Une nouvelle étude démontre que l'eau confinée dans des espaces minuscules n'est pas intrinsèquement plus réactive que l'eau en milieu libre. En réalité, ce sont les pressions élevées qui se développent naturellement au sein de ces espaces qui expliquent la majeure partie des changements chimiques observés.
Des chercheurs ont utilisé des simulations basées sur l'apprentissage automatique pour étudier l'eau piégée entre des feuilles de graphène et de nitrure de bore hexagonal. Ils ont découvert que les forces de van der Waals rapprochent les feuilles, générant des pressions de plusieurs gigapascals sans aucune force externe.
Lorsque les systèmes ont été comparés à un potentiel chimique identique, l'effet du confinement a largement disparu. L'auteur principal, Xavier R. Advincula, a déclaré que le confinement seul ne modifie pas intrinsèquement la réactivité de l'eau.
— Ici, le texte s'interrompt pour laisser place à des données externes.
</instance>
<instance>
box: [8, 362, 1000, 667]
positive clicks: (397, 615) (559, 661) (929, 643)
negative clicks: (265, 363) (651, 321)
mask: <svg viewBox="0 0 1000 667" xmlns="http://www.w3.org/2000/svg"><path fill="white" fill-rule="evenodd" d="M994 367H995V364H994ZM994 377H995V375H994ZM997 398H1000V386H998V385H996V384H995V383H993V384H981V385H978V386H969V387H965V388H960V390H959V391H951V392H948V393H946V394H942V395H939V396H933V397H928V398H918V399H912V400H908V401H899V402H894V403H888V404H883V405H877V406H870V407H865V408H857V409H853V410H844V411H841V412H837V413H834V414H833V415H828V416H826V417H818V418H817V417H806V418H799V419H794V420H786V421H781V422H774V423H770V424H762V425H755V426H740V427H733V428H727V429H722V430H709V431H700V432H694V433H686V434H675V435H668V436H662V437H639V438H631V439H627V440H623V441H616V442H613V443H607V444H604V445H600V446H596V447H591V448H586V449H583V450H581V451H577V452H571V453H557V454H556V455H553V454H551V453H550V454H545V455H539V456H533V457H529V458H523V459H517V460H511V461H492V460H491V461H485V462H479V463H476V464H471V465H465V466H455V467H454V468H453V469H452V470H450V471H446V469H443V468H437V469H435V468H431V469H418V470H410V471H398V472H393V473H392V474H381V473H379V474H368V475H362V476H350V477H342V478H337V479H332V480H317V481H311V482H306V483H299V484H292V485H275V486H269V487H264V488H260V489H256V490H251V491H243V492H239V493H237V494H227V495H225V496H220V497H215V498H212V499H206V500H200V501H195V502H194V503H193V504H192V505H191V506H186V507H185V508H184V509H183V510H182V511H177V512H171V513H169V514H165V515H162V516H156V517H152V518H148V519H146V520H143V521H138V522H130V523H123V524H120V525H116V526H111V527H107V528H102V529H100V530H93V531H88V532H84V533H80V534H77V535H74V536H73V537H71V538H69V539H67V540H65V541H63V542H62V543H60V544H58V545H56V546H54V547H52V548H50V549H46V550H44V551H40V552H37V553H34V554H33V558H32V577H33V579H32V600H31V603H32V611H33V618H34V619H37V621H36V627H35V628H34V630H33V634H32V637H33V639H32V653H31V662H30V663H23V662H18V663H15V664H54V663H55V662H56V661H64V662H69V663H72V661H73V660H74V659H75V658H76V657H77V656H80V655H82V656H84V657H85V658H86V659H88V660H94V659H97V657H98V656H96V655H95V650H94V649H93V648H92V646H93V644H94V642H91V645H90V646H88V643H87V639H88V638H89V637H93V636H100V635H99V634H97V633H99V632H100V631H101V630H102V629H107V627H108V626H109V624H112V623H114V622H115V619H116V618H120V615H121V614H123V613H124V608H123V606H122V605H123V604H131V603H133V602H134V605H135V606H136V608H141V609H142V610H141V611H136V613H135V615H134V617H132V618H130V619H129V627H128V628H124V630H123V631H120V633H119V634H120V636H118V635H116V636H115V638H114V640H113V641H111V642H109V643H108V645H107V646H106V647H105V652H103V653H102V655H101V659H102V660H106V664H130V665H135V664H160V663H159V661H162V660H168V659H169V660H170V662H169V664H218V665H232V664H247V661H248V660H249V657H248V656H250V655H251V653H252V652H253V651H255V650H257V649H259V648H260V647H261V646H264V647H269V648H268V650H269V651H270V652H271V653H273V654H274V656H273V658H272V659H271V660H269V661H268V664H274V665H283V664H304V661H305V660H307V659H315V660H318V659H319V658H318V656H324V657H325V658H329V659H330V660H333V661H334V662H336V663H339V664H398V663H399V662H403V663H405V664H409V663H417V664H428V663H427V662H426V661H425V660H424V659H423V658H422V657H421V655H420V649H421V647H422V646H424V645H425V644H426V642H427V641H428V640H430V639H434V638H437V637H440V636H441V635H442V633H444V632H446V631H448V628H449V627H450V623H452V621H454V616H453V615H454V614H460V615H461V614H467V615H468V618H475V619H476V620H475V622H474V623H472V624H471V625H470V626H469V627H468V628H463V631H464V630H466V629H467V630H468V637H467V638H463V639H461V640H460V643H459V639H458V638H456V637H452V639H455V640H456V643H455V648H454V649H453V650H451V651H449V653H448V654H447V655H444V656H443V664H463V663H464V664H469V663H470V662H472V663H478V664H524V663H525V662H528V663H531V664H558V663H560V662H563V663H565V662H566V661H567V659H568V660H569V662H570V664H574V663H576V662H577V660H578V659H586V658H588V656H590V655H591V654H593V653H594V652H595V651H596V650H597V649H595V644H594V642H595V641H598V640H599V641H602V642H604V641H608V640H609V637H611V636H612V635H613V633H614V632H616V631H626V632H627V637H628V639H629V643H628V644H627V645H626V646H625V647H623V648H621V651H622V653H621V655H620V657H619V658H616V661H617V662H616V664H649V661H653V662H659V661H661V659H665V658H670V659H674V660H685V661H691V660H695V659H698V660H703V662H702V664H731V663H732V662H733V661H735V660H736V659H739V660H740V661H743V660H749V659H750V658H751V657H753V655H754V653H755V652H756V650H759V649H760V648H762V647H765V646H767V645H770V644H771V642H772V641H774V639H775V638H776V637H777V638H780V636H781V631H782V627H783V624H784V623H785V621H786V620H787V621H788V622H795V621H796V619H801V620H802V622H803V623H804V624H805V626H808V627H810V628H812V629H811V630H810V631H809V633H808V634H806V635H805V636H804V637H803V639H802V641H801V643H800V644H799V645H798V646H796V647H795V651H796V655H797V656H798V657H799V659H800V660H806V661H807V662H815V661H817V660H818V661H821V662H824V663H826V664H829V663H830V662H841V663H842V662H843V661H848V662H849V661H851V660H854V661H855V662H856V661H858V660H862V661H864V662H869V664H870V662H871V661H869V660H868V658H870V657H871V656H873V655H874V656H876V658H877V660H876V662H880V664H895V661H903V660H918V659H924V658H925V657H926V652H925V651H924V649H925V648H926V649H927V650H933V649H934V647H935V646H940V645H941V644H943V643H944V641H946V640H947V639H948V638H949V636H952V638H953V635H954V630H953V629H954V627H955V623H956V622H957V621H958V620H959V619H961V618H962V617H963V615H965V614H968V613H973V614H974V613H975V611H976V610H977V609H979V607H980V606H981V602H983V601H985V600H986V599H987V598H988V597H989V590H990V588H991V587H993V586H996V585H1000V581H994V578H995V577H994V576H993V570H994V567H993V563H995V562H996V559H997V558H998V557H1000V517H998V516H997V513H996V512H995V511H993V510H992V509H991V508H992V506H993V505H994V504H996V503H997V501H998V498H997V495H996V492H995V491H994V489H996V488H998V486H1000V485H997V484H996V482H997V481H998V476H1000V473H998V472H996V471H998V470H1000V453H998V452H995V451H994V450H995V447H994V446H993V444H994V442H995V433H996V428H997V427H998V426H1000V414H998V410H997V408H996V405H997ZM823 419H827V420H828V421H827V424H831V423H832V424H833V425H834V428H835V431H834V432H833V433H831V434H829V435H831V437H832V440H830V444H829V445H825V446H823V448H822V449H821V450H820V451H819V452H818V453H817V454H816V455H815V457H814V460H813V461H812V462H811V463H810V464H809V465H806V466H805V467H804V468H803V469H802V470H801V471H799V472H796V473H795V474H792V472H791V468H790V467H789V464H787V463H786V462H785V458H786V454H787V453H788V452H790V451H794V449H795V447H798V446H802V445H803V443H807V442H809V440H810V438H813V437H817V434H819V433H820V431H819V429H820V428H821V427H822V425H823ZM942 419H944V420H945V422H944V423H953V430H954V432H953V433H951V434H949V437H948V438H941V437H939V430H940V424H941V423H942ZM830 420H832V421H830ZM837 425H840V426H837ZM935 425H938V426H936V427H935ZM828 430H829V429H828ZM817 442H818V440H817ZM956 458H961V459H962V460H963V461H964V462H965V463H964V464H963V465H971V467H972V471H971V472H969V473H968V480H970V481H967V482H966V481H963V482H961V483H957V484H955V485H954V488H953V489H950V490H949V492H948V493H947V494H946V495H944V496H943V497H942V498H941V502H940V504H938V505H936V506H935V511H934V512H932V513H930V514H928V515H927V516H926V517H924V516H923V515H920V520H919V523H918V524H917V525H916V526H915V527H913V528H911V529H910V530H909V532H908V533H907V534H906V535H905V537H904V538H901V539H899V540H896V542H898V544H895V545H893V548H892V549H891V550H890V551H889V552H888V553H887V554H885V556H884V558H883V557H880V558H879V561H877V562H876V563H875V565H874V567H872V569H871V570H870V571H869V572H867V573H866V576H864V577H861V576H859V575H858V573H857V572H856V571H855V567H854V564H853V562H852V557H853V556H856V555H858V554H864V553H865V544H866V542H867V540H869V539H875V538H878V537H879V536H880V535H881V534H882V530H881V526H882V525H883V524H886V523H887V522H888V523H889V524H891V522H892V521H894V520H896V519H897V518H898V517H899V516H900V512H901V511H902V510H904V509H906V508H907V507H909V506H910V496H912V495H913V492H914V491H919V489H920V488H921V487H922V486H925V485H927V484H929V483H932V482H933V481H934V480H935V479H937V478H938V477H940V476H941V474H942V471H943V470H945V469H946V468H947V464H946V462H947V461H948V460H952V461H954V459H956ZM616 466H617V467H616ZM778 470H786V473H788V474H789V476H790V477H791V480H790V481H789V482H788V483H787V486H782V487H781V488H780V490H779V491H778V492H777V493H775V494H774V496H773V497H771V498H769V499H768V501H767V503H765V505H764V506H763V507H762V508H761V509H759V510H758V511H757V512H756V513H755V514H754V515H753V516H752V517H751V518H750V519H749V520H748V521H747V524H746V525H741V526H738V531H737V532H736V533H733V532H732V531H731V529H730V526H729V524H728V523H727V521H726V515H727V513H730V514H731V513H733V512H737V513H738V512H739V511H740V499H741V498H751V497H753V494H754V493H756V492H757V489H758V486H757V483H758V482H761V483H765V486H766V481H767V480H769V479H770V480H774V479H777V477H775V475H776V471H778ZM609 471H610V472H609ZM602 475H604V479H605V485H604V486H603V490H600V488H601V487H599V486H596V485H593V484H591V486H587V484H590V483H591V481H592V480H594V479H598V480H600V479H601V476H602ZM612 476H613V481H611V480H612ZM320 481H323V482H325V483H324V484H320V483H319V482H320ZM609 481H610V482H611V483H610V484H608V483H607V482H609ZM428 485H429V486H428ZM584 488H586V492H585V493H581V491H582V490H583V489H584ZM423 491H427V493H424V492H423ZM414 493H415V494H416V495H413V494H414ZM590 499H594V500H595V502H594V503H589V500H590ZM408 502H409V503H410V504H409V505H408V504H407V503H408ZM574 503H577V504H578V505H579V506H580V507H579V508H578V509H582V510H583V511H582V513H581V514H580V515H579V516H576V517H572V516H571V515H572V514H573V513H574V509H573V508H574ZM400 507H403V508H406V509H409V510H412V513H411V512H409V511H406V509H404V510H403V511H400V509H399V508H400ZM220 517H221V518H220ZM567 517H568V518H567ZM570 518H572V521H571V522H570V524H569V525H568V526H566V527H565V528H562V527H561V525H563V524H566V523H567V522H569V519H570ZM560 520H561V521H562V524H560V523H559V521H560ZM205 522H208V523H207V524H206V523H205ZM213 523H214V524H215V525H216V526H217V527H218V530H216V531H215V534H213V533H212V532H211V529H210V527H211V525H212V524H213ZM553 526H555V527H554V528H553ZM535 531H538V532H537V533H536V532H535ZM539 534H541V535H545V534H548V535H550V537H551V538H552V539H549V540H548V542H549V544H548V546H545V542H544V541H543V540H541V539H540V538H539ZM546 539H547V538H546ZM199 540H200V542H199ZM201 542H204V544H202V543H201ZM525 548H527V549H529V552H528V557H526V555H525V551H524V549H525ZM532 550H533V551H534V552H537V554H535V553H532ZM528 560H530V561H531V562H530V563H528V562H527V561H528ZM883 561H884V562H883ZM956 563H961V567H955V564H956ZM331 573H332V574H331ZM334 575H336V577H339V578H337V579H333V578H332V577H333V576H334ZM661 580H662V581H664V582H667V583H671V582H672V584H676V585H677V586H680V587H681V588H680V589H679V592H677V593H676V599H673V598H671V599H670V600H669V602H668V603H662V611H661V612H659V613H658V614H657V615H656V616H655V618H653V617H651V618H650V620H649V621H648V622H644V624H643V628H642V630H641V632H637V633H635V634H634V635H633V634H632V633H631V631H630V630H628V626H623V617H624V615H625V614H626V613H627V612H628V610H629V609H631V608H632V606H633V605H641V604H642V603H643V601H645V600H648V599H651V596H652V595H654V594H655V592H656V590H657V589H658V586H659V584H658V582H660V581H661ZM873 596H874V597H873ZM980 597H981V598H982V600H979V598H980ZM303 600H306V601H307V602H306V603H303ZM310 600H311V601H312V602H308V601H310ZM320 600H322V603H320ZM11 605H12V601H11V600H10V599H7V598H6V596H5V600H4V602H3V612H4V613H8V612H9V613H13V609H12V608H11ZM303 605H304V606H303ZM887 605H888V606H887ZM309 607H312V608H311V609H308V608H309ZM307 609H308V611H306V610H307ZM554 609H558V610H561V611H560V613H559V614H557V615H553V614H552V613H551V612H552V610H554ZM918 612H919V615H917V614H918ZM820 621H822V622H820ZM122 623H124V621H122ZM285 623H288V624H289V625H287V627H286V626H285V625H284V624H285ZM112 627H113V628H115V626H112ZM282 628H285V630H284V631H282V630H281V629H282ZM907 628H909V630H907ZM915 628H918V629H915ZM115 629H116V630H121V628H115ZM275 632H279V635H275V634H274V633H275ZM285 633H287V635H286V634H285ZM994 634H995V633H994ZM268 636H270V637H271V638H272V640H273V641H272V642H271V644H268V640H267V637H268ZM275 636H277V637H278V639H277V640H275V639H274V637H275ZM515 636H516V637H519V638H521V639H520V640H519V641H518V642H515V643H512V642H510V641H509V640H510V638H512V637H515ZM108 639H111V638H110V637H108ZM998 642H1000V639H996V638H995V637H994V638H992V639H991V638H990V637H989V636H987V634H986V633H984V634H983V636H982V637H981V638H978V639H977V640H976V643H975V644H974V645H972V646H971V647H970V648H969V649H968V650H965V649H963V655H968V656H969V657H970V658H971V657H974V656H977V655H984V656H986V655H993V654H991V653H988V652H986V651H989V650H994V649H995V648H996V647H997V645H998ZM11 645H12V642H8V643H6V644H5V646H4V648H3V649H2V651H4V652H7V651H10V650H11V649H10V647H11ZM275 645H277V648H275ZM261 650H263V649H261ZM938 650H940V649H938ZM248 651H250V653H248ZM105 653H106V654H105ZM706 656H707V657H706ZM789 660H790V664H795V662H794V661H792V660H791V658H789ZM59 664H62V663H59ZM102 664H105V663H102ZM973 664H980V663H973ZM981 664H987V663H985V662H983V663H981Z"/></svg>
Le matériau environnant joue toutefois un rôle crucial. Dans des gouttelettes confinées par du nitrure de bore hexagonal, les ions hydroxyde se sont liés à la surface, augmentant ainsi la dissociation. Le graphène n'a produit aucun effet similaire en raison de sa chimie inerte.
Ces conclusions, publiées dans Science Advances, offrent un principe de conception pour les dispositifs à l'échelle nanométrique. Elles pourraient influencer le développement des batteries, des piles à combustible et des membranes en montrant comment ajuster la réactivité par le biais de la pression et des interactions de surface.